The Supreme Court of Missouri, Pollard v. Board of Police Comm’rs, supra, 342, rejected the equal-protection argument rather summarily, citing only our opinion in Otten v. Schicker, supra. But Otten involved an alleged discrimination between police officers on the one hand and other public employees on the other. That kind of distinction is easier to draw and to justify than a distinction between police officers in one city and police officers in another. In addition, this kind of classification, affecting as it does First Amendment rights, may require more than simply a rational basis to withstand constitutional attack. In short, the issue should be developed further on remand.

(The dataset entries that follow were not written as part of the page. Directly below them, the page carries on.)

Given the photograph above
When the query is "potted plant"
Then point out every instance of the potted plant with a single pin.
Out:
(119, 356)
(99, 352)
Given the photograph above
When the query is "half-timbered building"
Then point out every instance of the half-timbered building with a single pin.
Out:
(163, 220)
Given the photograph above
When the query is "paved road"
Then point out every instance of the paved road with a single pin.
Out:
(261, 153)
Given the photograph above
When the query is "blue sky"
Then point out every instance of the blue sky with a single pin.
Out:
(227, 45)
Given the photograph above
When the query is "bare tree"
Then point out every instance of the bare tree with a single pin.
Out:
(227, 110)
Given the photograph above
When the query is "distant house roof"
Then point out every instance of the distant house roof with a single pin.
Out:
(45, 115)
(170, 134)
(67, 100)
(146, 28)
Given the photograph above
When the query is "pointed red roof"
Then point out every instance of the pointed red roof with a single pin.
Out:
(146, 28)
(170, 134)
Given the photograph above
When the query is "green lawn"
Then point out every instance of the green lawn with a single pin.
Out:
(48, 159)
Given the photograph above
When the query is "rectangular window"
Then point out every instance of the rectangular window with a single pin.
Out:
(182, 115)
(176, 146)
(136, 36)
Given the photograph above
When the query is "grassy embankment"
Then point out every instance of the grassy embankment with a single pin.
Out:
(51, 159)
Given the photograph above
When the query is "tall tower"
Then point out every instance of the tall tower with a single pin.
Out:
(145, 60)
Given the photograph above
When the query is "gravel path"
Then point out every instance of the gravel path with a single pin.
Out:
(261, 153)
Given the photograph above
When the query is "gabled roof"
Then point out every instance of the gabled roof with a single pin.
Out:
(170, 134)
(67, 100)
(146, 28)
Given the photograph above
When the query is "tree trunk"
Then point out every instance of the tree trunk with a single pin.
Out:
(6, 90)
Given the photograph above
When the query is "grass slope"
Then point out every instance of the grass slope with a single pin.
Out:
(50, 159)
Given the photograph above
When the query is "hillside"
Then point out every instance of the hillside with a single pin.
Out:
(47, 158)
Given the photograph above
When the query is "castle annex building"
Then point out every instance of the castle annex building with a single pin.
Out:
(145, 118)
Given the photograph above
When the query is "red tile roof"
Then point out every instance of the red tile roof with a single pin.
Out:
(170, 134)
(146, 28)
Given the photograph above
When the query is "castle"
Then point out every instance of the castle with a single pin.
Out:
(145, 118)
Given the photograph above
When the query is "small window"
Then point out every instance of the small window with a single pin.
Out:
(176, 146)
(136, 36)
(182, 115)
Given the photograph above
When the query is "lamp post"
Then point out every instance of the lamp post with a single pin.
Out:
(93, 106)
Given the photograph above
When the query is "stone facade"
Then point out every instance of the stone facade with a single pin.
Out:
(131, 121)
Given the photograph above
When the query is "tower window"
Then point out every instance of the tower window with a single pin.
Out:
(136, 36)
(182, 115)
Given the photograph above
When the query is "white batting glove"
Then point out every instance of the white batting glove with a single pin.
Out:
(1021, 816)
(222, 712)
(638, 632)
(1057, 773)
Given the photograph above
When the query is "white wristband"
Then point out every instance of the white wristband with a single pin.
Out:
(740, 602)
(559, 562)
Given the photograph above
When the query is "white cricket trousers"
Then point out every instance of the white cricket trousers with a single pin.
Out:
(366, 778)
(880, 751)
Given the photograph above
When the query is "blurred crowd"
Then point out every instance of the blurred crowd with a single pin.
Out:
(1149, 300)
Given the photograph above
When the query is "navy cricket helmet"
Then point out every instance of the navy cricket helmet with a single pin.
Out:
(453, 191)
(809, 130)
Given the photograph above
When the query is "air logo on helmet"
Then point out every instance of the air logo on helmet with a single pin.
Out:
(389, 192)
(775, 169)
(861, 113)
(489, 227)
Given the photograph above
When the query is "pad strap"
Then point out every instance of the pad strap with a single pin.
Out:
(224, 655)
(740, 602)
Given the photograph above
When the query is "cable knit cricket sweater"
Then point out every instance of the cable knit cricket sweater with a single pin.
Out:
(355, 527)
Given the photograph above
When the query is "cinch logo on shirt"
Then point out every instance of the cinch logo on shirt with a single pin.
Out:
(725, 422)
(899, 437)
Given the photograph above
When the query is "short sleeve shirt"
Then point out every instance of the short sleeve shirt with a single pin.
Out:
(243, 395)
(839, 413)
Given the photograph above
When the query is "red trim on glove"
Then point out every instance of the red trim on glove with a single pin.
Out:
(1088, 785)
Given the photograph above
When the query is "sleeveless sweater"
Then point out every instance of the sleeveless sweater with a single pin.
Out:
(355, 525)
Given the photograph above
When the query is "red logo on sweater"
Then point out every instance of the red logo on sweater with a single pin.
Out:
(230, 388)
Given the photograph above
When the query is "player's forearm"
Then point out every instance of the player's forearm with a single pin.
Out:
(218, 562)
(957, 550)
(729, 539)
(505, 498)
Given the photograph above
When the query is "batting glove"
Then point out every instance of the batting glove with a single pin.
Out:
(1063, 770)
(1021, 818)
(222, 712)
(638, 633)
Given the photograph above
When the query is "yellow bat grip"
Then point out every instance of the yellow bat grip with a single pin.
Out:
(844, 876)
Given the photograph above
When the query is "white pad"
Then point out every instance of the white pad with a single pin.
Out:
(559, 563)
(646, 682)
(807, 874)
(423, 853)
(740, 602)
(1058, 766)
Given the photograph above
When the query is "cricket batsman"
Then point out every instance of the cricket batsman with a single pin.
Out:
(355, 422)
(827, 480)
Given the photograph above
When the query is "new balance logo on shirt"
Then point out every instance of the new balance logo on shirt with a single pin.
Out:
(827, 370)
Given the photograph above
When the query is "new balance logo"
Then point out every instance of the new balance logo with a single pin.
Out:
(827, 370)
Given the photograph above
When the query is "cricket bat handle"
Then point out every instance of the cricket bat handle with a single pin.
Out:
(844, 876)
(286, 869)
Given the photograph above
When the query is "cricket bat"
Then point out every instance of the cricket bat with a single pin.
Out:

The judgment is reversed, and the cause remanded for further proceedings on the equal-protection claim in accordance with this opinion.

It is so ordered.

. Mo.Rev.Stat. § 84.830, Police department— prohibited activities — penalties (Kansas City), provides in relevant part:

No officer or employee in the service of said police department shall directly or indirectly give, pay, lend, or contribute any part of his salary or compensation or any money or other valuable thing to any person on account of, or to be applied to, the promotion of any *545political party, political club, or any political purpose whatever.

Section 84.830(1) applies to Missouri cities with 300,000 to 700,000 inhabitants, Mo.Rcv.Stat. § 84.350, but is specifically classified under the heading “PROVISIONS APPLICABLE TO KANSAS CITY.” Only Kansas City falls in the specified population range.

. Contributions were permitted by paragraph (a)(8) of the section referred to. The regulations quoted by the Supreme Court thus used the term "activity” to include contributions.